In Übereinstimmung mit der Führung

„Täter, Opfer, ,Unbeteiligte‘“: Raul Hilbergs Kasuistik der Judenvernichtung  ■ Von Christian Semler

Raul Hilberg, der stets betont, kein Historiker zu sein, dessen jahrzehntelanger, mit kalter Leidenschaft betriebener Forscherarbeit wir das große Werk über die Vernichtung des europäischen Judentums verdanken, hat 1992 eine neue Arbeit veröffentlicht: „Täter, Opfer, ,Unbeteiligte‘“.

Hilberg hat es sich stets versagt, die Frage nach dem „Warum?“ zu stellen.

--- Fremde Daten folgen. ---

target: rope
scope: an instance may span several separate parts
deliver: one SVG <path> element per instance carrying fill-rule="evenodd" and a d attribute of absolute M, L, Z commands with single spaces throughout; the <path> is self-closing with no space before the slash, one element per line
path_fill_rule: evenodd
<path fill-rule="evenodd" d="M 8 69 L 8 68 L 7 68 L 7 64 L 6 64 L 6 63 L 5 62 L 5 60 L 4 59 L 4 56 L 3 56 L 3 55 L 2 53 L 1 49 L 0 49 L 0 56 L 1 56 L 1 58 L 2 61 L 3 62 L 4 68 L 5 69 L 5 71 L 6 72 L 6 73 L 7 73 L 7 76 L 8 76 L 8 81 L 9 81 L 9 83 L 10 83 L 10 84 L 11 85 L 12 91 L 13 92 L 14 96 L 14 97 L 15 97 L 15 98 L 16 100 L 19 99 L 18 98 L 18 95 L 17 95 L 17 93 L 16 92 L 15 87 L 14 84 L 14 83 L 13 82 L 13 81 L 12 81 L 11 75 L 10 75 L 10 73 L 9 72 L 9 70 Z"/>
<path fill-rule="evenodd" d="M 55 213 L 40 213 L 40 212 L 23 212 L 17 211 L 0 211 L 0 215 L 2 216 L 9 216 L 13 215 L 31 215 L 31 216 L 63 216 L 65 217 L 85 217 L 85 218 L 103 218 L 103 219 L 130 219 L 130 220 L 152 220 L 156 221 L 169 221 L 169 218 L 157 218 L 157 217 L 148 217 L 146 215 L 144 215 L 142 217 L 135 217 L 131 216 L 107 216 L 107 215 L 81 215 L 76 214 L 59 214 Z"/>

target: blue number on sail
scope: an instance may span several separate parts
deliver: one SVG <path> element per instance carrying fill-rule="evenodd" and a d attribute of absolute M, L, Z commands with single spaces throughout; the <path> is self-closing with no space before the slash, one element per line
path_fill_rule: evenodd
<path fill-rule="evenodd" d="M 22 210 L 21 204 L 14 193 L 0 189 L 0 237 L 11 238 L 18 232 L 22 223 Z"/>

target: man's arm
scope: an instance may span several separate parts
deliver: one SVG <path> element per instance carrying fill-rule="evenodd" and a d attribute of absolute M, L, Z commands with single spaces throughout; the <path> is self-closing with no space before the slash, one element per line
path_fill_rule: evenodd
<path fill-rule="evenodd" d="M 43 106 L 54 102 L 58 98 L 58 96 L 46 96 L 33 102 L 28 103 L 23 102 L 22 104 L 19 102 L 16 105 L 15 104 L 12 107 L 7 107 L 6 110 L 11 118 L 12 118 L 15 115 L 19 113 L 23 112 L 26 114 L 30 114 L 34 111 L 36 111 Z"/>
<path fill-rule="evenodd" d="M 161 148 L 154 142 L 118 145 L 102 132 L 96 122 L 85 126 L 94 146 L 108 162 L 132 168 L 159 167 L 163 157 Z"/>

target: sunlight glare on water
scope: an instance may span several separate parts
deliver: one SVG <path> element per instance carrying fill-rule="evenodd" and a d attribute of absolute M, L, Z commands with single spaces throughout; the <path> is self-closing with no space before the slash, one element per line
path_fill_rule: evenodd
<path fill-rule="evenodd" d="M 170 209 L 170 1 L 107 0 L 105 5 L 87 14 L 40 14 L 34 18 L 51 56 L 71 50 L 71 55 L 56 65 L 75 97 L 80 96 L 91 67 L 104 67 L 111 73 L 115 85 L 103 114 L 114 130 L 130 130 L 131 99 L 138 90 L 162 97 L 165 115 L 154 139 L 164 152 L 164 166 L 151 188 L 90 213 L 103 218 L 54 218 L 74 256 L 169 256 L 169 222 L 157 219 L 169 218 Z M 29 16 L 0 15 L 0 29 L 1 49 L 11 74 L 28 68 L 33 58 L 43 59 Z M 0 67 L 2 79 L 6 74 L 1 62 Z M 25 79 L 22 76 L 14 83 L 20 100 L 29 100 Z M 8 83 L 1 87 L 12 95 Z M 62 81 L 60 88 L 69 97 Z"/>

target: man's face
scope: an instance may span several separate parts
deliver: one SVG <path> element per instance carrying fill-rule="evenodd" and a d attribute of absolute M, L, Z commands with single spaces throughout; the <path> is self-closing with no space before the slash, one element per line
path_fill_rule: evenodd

Ihm ging und geht es um Rekonstruktion, darum, ein minutiöses Bild des Prozesses der Vernichtung nachzuzeichnen: „Erfassung“ — „Isolation“ — „Konzentration“ — „Deportation“ — „Endlösung“. Dem Massenmord lag Hilberg zufolge kein vorgefertigter Plan zugrunde, seine Etappen folgten nicht zwingend aus der nationalsozialistischen Ideologie, noch weniger aus irgendeinem verhängnisvollen Sonderweg der deutschen Geschichte. Schritt für Schritt, fast wie im Verfahren von „trial and error“ tasteten sich die Nazis an das Verbrechen heran. Hilberg zeigt, daß es keinen Führerbefehl gab, die Juden Europas auszulöschen. Direktiven waren oftmals in unklaren Termini abgefaßt. Wohl aber gab es ein Einverständnis, eine Verabredung, die den mit den Mord Befaßten die Sicherheit gab, in Übereinstimmung mit den Führungsgruppen zu handeln. Die Mordmaschine wurde von Menschen ganz unterschiedlicher Herkunft und psychischer Disposition bedient, keinesfalls nur von einer Bande deklassierter, seelisch zerrütteter Desperados. Sie war ein riesiges Räderwerk, beschäftigte ein Vielzahl von Behörden und Dienststellen. Zum Teil arbeitete sie am hellichten Tag. Die Nazis versuchten, die Details der Vernichtung geheimzuhalten, aber für einen Deutschen bedurfte es keiner übermäßigen Anstrengung, um herauszufinden, wohin die Reise in den vollgepferchten Güterwaggons ging.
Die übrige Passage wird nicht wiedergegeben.